From 02ff6895d29ce0a6621c299c28b9ffcdb559f859 Mon Sep 17 00:00:00 2001
From: ydshieh <ydshieh@users.noreply.github.com>
Date: Mon, 6 Apr 2026 07:08:32 +0200
Subject: [PATCH 1/2] Fix SmolVLM video processor resize using wrong
 interpolation after image processor backend refactor

The PR #43514 refactored _preprocess to pass resample=resample to resize,
but resize still accepted interpolation as its parameter. The resample kwarg
was silently swallowed by **kwargs, causing interpolation to default to BILINEAR
instead of the intended LANCZOS->BICUBIC path, producing ~0.36 difference in pixel_values.

Fix by renaming the parameter to resample and converting PIL resample integers to
torchvision InterpolationMode via pil_torch_interpolation_mapping, matching the
pattern used in TorchvisionBackend.resize.
---
 .../smolvlm/video_processing_smolvlm.py       | 23 ++++++++++++++-----
 1 file changed, 17 insertions(+), 6 deletions(-)
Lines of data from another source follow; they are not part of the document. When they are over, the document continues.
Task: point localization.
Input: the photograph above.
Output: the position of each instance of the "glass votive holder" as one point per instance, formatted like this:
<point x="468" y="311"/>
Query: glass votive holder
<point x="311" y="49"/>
diff --git a/src/transformers/models/smolvlm/video_processing_smolvlm.py b/src/transformers/models/smolvlm/video_processing_smolvlm.py
index 31636795527f..301bb991ed21 100644
--- a/src/transformers/models/smolvlm/video_processing_smolvlm.py
+++ b/src/transformers/models/smolvlm/video_processing_smolvlm.py
@@ -12,13 +12,18 @@
 # See the License for the specific language governing permissions and
 # limitations under the License.
 
-from typing import Optional
 
 import numpy as np
 import torch
 
 from ...image_processing_utils import BatchFeature, get_size_dict
-from ...image_utils import IMAGENET_STANDARD_MEAN, IMAGENET_STANDARD_STD, PILImageResampling, SizeDict
+from ...image_utils import (
+    IMAGENET_STANDARD_MEAN,
+    IMAGENET_STANDARD_STD,
+    PILImageResampling,
+    SizeDict,
+    pil_torch_interpolation_mapping,
+)
 from ...processing_utils import Unpack, VideosKwargs
 from ...utils import TensorType, is_torchvision_available, logging
 from ...video_processing_utils import BaseVideoProcessor
@@ -127,7 +132,7 @@ def resize(
         self,
         video: "torch.Tensor",
         size: SizeDict,
-        interpolation: Optional["tvF.InterpolationMode"] = None,
+        resample: "PILImageResampling | tvF.InterpolationMode | int | None" = None,
         antialias: bool = True,
         **kwargs,
     ) -> "torch.Tensor":
@@ -138,12 +143,18 @@ def resize(
                 Video to resize.
             size (`SizeDict`):
                 Dictionary in the format `{"height": int, "width": int}` specifying the size of the output video.
-            resample (`InterpolationMode`, *optional*, defaults to `InterpolationMode.BILINEAR`):
-                `InterpolationMode` filter to use when resizing the video e.g. `InterpolationMode.BICUBIC`.
+            resample (`PILImageResampling` or `InterpolationMode`, *optional*, defaults to `InterpolationMode.BILINEAR`):
+                Resampling filter to use when resizing the video.
         Returns:
             `torch.Tensor`: The resized video.
         """
-        interpolation = interpolation if interpolation is not None else tvF.InterpolationMode.BILINEAR
+        if resample is not None:
+            if isinstance(resample, (PILImageResampling, int)):
+                interpolation = pil_torch_interpolation_mapping[resample]
+            else:
+                interpolation = resample
+        else:
+            interpolation = tvF.InterpolationMode.BILINEAR
         if interpolation == tvF.InterpolationMode.LANCZOS:
             logger.warning_once(
                 "You have used fast image processor with LANCZOS resample which not yet supported for torch.Tensor. "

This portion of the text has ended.